Choosing a good data type for an identifier column is very important. You're more likely to compare these columns to other values (for example, in joins) and to use them for lookups than other columns. You're also likely to use them in other tables as foreign keys, so when you choose a data type for an identifier column, you're probably choosing the type in related tables as well. (It's a good idea to use the same data types in related tables, because you're likely to use them for joins.)
When choosing a type for an identifier column, you need to consider not only the storage type, but also how MySQL performs computations and comparisons on that type. Once you choose a type, make sure you use the same type in all related tables. Mixing different data types can cause performance problems, and even if it doesn't, implicit type conversions during comparisons can create hard-to-find errors. These may even crop up much later, after you've forgotten that you're comparing different data types.
Choose the smallest size that can hold your required range of values, and leave room for future growth if necessary. For example, using TINYINT for state_id, rather than INT.
Integers are usually the best choice for identifiers, because they're fast and they work with AUTO_INCREMENT.
ENUM and SET
The ENUM and SET types are generally a poor choice for identifiers, though they can be okay for static "definition tables" that contain status or "type" values. ENUM and SET columns are appropriate for holding information such as an order's status, a product's type, or a person's gender.
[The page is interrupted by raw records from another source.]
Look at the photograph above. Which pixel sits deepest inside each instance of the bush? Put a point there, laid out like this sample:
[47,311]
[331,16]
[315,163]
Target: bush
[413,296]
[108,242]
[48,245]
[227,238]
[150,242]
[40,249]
Avoid string types for identifiers if possible, because they take up a lot of space and are generally slower than integer types.You should also be very careful with completely "random" strings, such as those produced by MD5(), SHA1(), or UUID(). Each new value you generate with them will be distributed in arbitrary ways over a large space, which can slow INSERT and some types of SELECT queries:
- They slow INSERT queries because the inserted value has to go in a random location in indexes. This causes page splits, random disk accesses, and clustered index fragmentation for clustered storage engines(Such as InnoDB).
- They slow SELECT queries because logically adjacent rows will be widely dispersed on disk and in memory.
- Random values cause caches to perform poorly for all types of queries because they defeat locality of reference, which is how caching works. If the entire dataset is equally "hot" there is no advantage to having any particular part of the data cached in memory, and if the working set does not fit in memory, the cache will have a lot of flushes and misses.